L’intersyndicale en grève à la maison d’arrêt de Sarreguemines : Avec 125 détenus pour 68 places, « on sature »
Un mouvement de grève a eu lieu ce lundi 22 juin à la maison d’arrêt de Sarreguemines pour dénoncer une surpopulation ingérable. Les agents pénitentiaires n’ont pas hésité à se mobiliser devant l’établissement, malgré la canicule. Fait rare, les 3 syndicats se sont réunis pour cette grève. Preuve d’un ras-le-bol général au sein de la prison.
Son N°1 - L’intersyndicale en grève à la maison d’arrêt de Sarreguemines : Avec 125 détenus pour 68 places, « on sature »

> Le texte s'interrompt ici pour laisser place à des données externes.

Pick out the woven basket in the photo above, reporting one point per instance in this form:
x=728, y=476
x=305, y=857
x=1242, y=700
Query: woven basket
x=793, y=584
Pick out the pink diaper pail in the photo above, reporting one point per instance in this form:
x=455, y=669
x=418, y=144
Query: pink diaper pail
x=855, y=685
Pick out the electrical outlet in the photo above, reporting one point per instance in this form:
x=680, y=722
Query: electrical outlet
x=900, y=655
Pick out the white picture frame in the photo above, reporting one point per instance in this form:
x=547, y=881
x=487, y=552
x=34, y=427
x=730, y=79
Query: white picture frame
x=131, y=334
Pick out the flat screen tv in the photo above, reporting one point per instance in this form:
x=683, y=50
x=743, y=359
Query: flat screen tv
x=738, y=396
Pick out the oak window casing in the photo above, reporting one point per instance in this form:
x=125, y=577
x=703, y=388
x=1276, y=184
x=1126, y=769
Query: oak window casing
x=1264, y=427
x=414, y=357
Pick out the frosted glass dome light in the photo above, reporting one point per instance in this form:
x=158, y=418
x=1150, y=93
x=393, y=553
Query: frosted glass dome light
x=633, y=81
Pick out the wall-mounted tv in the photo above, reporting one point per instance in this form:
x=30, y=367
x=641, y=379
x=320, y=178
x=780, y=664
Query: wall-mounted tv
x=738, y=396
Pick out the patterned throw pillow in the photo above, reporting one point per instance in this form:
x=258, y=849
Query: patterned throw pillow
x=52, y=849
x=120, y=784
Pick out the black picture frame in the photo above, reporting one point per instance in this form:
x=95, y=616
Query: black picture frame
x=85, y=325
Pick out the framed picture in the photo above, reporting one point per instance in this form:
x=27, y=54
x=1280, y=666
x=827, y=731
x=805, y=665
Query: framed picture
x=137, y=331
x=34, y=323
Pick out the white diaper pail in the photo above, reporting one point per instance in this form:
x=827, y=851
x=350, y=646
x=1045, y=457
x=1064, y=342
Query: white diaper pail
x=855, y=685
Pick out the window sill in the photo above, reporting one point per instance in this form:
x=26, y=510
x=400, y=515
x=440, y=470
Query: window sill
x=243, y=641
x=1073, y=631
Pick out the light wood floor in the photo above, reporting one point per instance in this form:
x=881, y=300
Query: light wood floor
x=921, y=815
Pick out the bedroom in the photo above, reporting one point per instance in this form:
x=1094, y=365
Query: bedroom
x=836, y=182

C’est service minimum ! Donc il y a quand même des agents qui travaillent, avec, pour le médical, une infirmière. Rien ne rentre et rien ne sort. C’est le seul moyen qu’on a pour se faire entendre et pour mettre un peu de pression. - James Canniere
Un peu de pression face à une situation devenue ingérable pour les surveillants pénitentiaires : une surpopulation qui dépasse les 200%.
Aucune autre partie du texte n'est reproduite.